The ancient Greeks are the ones who are responsible for a lot of the names we use for constellations today.  They looked up into the night sky, probably after having tanked up on ouzo and retsina, and instead of seeing what most of us do -- a completely random arrangement of stars -- they saw patterns that reminded them of people, animals, and objects from their myths and folk tales.  Thus we have a vague, wandery curve of faint stars that is Draco the Dragon, a pair of bright stars that is Canis Minor the Little Dog, a crooked zigzag that is Cassiopeia the Celestial Queen, and a little group of six stars that is Waldo the Sky Wombat.

Okay, I made the last one up.  But some of them are equally weird.  There's Coma Berenices, "Berenice's Hair;" Fornax the Furnace; Volans the Flying Fish; for people who like things simple and obvious, Triangulum the Triangle; and for people in the southern hemisphere who like things simple and obvious, Triangulum Australe the Southern Triangle. 

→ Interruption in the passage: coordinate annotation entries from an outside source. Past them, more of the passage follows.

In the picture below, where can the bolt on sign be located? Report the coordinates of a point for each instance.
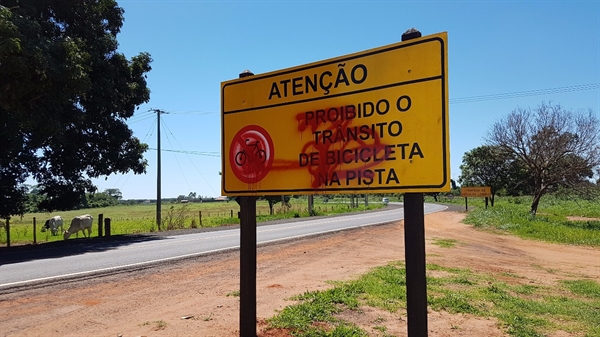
(476, 192)
(370, 122)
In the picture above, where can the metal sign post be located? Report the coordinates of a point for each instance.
(369, 122)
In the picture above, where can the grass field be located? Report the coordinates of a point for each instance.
(551, 223)
(140, 218)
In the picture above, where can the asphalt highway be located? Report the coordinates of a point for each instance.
(85, 258)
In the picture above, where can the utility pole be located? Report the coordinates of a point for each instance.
(158, 182)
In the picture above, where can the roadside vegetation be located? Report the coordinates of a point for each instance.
(565, 221)
(521, 310)
(524, 310)
(140, 218)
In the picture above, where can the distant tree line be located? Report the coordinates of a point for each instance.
(538, 151)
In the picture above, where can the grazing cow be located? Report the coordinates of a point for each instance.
(52, 224)
(79, 223)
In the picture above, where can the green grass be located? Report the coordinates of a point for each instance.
(136, 219)
(550, 224)
(521, 310)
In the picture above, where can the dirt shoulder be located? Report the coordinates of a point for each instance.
(194, 297)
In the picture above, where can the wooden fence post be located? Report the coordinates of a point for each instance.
(7, 232)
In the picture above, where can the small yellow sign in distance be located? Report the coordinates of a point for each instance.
(476, 192)
(370, 122)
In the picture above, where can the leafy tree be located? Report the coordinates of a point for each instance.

Even earlier, astronomers during the Babylonian times had noticed that the sun and the planets seemed to trace a path against the stars, and that path is the zodiac.  The twelve zodiac constellations are the ones that the sun seems to move through, as the earth travels around the sun; and your sign is supposed to be the constellation in which the sun seemed to reside at the moment of your birth.

But now, astronomers with the Minnesota Planetarium Society have released a bombshell.  Because the Earth's axis precesses, the constellations of the zodiac aren't lined up the way they were during the time of the ancient Greeks.  Precession happens because the Earth wobbles like a top as it spins, and the axis of the earth traces out a circular path every 26,000 years (meaning that Polaris won't be the North Star forever).  As a result, the whole zodiac has tipped by about ten degrees, and most likely you aren't the sign you think you are -- you are the one immediately preceding it, or possibly even the one before that.

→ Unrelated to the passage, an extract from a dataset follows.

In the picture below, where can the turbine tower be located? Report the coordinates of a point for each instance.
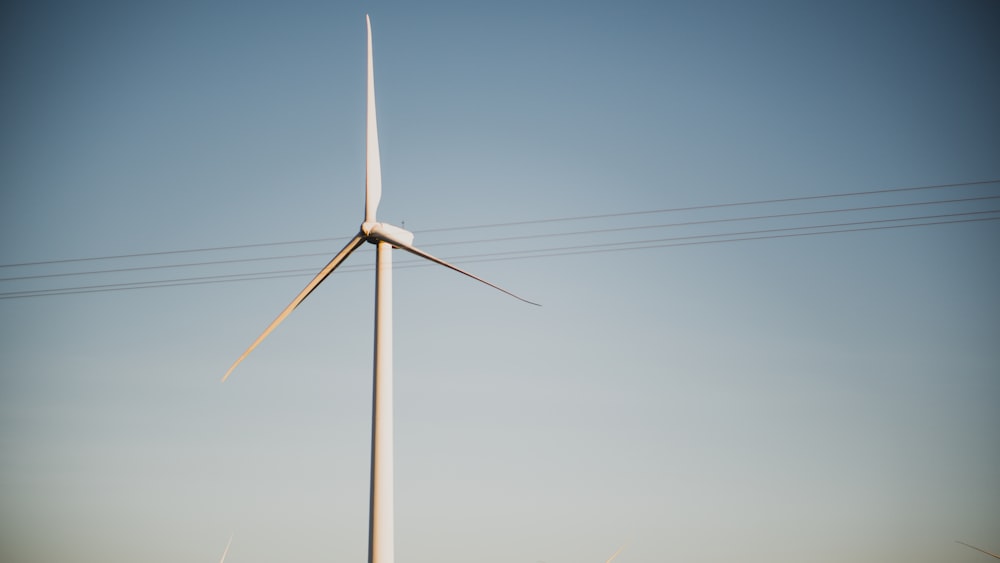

Worse news still if you're a Sagittarius; not only are you not a Sagittarius, your sign is likely to be a constellation that isn't even part of the standard zodiac.  During Greek times, the zodiac actually passed briefly through the constellation Ophiuchus, the Snake Handler, but because thirteen seemed an unpropitious number for the zodiac constellations, and also because "Ophiuchus" sounds like the scientific name of an intestinal parasite, they threw it out.  Now, however, because of the precession of the Earth, the zodiac spends a lot longer in Ophiuchus, and it's no longer possible to ignore it.  So if you were a Sagittarius, you're probably now an Ophiuchus, and might want to consider a career as a herpetologist, or at least a snake charmer.

And I guess I'm not really a Scorpio.  This is too bad.  I kind of liked being a Scorpio.  They're supposed to be deep, intense, passionate, secretive, and a little dangerous, which I always thought was cool.  Now, I guess I'm a Virgo, which means I'm weak, stubborn, and petulant.  So I've gone from being James Bond to being George Costanza.  It figures.

Of course, I console myself with the knowledge that astrology is pretty silly anyhow; one has to wonder why anyone ever found it plausible that the fact that Saturn was in Capricorn at the moment of your birth is why you like cottage cheese.  (Okay, I made that up because I don't feel like researching what it really means if Saturn is in Capricorn.  But my point stands.)  Right now, I'm mostly curious to see what the astrologers will do -- if they will revise their astrological charts to reflect the actual positions of the sun and planets relative to the stars, or if they'll keep doing what they've always done.

My money is on the latter.  I'm guessing that they'll figure that they've never worried about a minor issue like whether their predictions have any basis in reality, so why start now?